Hannah Arendt – Pensiero come cura della polis

Pensatrice dell’azione, dell’etica e della responsabilità. Arendt ha affrontato il male non come mostro, ma come assenza di pensiero. Il suo sguardo è madre del giudizio: invita a restare svegli, a pensare anche quando è scomodo. Il suo femminile nutre la polis con il rigore della coscienza.

Gagliarda Paradiso – Saggezza incarnata e terapeutica

Filosofa del corpo, terapeuta dell’anima, ha unito Jung e il Tao, l’archetipo e il respiro. Ha curato attraverso la parola immaginale e l’ascolto profondo. La sua opera invita al ritorno: al corpo che sente, al grembo che accoglie, alla psiche che sogna.

Alda Merini – Poesia come partorire dal dolore

Portavoce della follia lucida, della bellezza che sanguina. Alda Merini ha trasformato i suoi internamenti in oracoli. Nei suoi versi l’amore è crocifissione e rinascita, la poesia è placenta e lama. Il suo femminile canta anche quando non c’è più voce.
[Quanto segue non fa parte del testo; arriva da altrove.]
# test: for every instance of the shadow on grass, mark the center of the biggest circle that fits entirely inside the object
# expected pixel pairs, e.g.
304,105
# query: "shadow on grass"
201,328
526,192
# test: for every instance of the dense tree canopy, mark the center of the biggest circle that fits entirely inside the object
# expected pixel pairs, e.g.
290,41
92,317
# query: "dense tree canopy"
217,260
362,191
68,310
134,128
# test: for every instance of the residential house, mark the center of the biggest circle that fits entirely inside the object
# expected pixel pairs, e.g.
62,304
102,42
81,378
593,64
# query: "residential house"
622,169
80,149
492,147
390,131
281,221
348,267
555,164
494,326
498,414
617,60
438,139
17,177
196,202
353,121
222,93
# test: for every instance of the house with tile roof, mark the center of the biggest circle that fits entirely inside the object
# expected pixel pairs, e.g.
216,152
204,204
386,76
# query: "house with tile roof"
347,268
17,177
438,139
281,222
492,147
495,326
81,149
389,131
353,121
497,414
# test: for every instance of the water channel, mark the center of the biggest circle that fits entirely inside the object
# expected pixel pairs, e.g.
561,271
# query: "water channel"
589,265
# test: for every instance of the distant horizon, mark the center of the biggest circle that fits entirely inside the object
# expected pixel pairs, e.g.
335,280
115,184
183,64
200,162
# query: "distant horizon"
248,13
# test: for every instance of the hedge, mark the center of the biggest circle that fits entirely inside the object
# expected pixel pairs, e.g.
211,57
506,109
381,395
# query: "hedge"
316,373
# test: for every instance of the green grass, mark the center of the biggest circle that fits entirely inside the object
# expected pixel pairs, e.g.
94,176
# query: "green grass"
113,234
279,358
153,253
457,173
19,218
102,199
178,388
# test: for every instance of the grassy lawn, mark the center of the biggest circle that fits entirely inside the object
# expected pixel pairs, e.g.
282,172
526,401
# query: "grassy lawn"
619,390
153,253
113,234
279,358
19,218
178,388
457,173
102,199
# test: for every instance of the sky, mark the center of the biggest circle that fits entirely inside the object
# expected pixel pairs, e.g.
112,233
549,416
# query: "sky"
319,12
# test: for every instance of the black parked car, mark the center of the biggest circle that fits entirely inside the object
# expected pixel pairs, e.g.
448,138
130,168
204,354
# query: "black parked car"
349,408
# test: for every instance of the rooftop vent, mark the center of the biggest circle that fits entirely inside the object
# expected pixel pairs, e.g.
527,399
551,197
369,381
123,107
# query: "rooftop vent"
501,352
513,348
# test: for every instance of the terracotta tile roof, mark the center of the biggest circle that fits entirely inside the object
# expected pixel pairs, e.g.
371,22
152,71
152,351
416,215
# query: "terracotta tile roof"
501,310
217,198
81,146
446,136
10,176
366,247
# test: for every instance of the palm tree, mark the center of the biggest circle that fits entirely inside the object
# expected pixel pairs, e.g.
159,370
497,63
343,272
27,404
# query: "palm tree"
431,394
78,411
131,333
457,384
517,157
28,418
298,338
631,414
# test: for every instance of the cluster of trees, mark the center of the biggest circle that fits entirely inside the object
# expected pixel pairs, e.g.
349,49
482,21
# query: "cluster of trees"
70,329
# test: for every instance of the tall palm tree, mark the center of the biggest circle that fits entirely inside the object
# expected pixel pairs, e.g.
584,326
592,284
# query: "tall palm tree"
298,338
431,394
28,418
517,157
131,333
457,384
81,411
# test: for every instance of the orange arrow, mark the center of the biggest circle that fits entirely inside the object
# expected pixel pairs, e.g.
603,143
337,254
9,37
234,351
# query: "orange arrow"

Patrizia Cavalli – La parola come carezza che taglia

Poetessa raffinata e spietata, Cavalli ha reso sacro l’ordinario, limpido l’amore, sublime l’ironia. La sua voce è corpo, desiderio, precisione. La parola, da lei, non consola ma nutre perché tocca esattamente il punto. Femminile che guarda negli occhi e dice: “Io sono qui, e amo”.

Il sacro femminile

Il femminile che nutre è principio originario. È la forza che non invade, ma contiene. Che non impone, ma trasforma. È l’acqua che scava la roccia, il grembo che accoglie, la parola che guarisce.
Nell’epoca della frattura e della velocità, solo un ritorno a questo sacro femminile – oscuro, luminoso, incarnato – può guarire l’umano.
Riconoscere queste donne è già in sé un atto di nutrimento. Un gesto d’amore. Un inizio.